United States Court of Appeals, Eighth Circuit

May 20, 2019

Lawrence Willson Plaintiff - Appellant
v.
City of Bel-Nor, Missouri Defendant-Appellee

          Submitted: January 15, 2019

          Appeal from United States District Court for the Eastern District of Missouri - St. Louis

          Before BENTON, MELLOY, and KELLY, Circuit Judges.

          BENTON, CIRCUIT JUDGE.

         Lawrence Willson moved to preliminarily enjoin enforcement of a Bel-Nor ordinance restricting the number of signs displayed on private property. The district court denied the motion. Having jurisdiction under § 1292(a)(1), this court reverses and remands.

         Willson has three stake-mounted, freestanding signs in the front yard of his residence in Bel-Nor, Missouri. He has displayed "Clinton Kaine" and "Jason Kander U.S. Senate" signs since 2016, and a "Black Lives Matter" sign since 2014. In December 2017, he received an information and summons charging him with violating Bel-Nor Ordinance 983.

         Months earlier, the Bel-Nor Board of Alderman passed Ordinance 983, codified as Bel-Nor Municipal Code § 400.120(E). The Ordinance permits "each improved parcel" of private property "to post one stake-mounted and self-supporting freestanding sign" and "Not more than one (1) flag." It includes several requirements for the size, placement, and features of permissible signs and flags.
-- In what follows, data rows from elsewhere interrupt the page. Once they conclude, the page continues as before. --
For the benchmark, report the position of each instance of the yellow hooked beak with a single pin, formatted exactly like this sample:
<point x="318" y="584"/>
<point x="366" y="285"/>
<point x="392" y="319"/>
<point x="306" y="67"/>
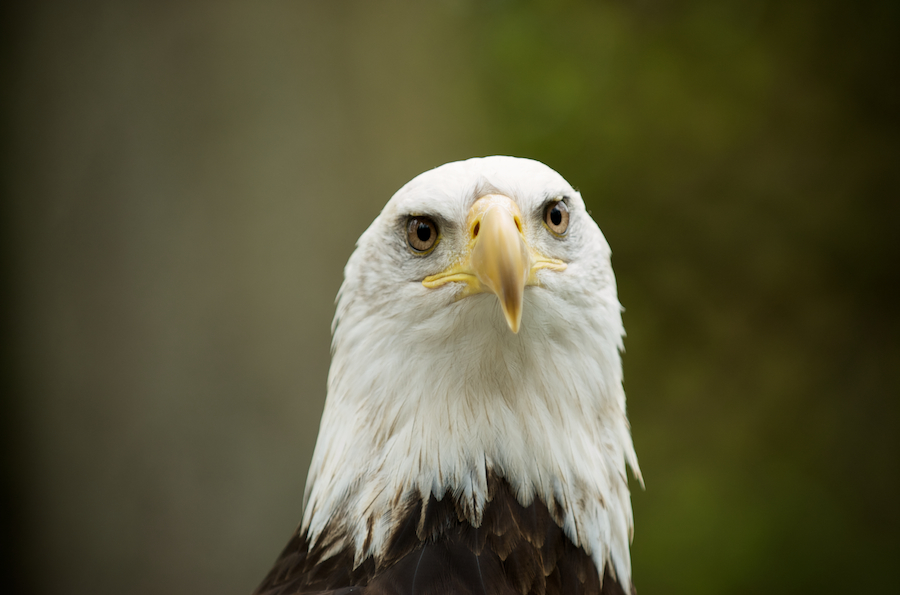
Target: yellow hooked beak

         Willson sought preliminary injunctive relief, arguing Ordinance 983 is content-based, vague, and overbroad in violation of the First Amendment's Free Speech Clause. The district court denied the motion. "A district court considering injunctive relief evaluates the movant's likelihood of success on the merits, the threat of irreparable harm to the movant, the balance of the equities between the parties, and whether an injunction is in the public interest." Gresham v. Swanson, 866 F.3d 853, 854 (8th Cir. 2017). "When a plaintiff has shown a likely violation of his or her First Amendment rights, the other requirements for obtaining a preliminary injunction are generally deemed to have been satisfied." Minnesota Citizens Concerned for Life, Inc. v. Swanson, 692 F.3d 864, 870 (8th Cir. 2012) (en banc). The district court held that Willson was unlikely to succeed on the merits of his First Amendment challenge. It found Ordinance 983 content-neutral and narrowly-tailored to address Bel-Nor's significant interests in aesthetics and traffic safety. It rejected Willson's overbreadth challenge.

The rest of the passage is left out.